- Никому не рассказывай. Даже отцу Антиму на исповеди не рассказывай, про что думаешь. А то и тебя женят. Оглянуться не успеешь, как тебе невесту приищут. Я дурак был - попался. А ты умнее будь. Не торопись жениться.
Влад молчал, но всё больше и больше таращил глаза, а Мирча, не дожидаясь расспросов, продолжал:
- Ты зря не ходишь в город.
- Нам ведь не положено в город ходить одним, - робко заметил младший брат.
- А ты оденься попроще и выйди через задние дворы, - ответил старший, - тогда никто и не хватится. В городе есть на что посмотреть. Особенно если ярмарка или гулянья. В городе красивых девушек много. И не смотри на тех, кто носит шёлковую одежду. Смотри на тех, кто носит льняную - они ничем не хуже. А кроме того, для них с государевым сыном знакомство свести - не позор, а честь... И не робей, заведи разговор. Как увидишь, что улыбнулась, сказу скажи ей, кто ты.
- А... а тебе всякая улыбается? - спросил Влад.
- Не всякая. Но если не улыбнулась, выбери другую и попытайся снова, - пожал плечами Мирча. - Когда ближе сойдёшься, щедрость прояви - одари золотыми деньгами, скажи "на обновы", или перстенёк ценный дай. Тогда тебя в доме примут.

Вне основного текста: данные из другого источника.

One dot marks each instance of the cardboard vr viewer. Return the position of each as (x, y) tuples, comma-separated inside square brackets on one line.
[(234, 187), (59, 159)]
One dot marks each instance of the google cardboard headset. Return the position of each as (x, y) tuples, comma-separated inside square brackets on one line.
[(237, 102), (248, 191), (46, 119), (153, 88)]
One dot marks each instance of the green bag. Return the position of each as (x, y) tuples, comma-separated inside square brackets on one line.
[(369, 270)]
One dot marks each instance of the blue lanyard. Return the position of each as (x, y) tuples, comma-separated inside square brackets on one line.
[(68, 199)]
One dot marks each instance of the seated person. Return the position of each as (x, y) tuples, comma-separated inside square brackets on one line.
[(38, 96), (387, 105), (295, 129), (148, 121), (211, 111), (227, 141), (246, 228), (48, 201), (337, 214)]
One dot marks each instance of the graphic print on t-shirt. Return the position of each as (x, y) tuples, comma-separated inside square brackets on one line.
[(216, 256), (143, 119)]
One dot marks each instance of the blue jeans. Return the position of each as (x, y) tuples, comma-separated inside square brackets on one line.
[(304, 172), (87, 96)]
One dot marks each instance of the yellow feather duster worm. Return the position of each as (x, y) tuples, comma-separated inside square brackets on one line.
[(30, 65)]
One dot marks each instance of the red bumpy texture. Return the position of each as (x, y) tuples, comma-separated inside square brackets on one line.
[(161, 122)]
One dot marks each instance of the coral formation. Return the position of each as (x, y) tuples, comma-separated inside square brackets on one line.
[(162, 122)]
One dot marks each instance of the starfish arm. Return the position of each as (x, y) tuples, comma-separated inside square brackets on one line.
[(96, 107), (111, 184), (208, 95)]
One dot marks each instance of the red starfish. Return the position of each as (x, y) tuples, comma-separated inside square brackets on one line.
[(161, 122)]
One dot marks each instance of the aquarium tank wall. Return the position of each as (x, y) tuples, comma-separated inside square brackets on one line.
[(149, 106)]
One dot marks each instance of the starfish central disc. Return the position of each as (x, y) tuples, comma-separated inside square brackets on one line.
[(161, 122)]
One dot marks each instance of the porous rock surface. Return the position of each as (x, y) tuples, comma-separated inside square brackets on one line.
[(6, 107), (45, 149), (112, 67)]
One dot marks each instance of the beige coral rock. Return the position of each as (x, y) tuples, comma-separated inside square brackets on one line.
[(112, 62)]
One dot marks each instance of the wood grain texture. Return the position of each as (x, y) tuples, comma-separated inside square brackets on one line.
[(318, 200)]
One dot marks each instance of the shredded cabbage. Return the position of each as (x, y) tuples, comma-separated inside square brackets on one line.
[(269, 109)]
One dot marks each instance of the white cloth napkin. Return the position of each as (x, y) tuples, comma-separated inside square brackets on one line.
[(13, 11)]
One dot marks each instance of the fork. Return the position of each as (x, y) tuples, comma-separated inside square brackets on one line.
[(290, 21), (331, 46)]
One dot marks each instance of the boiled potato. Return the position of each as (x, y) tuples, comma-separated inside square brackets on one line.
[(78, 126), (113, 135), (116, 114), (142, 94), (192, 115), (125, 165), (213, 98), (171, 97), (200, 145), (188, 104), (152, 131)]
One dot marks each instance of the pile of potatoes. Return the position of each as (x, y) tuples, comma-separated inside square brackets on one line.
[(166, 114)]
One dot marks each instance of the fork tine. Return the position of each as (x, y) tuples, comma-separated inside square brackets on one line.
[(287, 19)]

- А где ты деньги берёшь? - удивился Влад, который никогда прежде не задумывался, где можно достать денег, потому что жил на всём готовом.
- У отца в казне, - ответил Мирча. - Мне дают... но отец не знает.
- Не знает?
- Нет. А зачем ему знать? Из-за такой малости, что я беру, казна не оскудеет. И ты можешь оттуда брать. Ты ведь не кто-нибудь, а государев сын. А отцовы слуги это наши слуги. И казначеи - тоже наши слуги. Если они не дадут денег, ты можешь обидеться. Можешь ведь? А слугам от этой мысли очень-очень страшно. А ещё вот что запомни... У красавицы всегда есть родня, но они тебе не помеха. Они только говорят, что берегли свою деточку от всего на свете, а на деле выходит по-другому. Они же сами, когда надо, постерегут, чтоб тебе с ней никто не мешал. Главное, ты им тоже подари что-нибудь.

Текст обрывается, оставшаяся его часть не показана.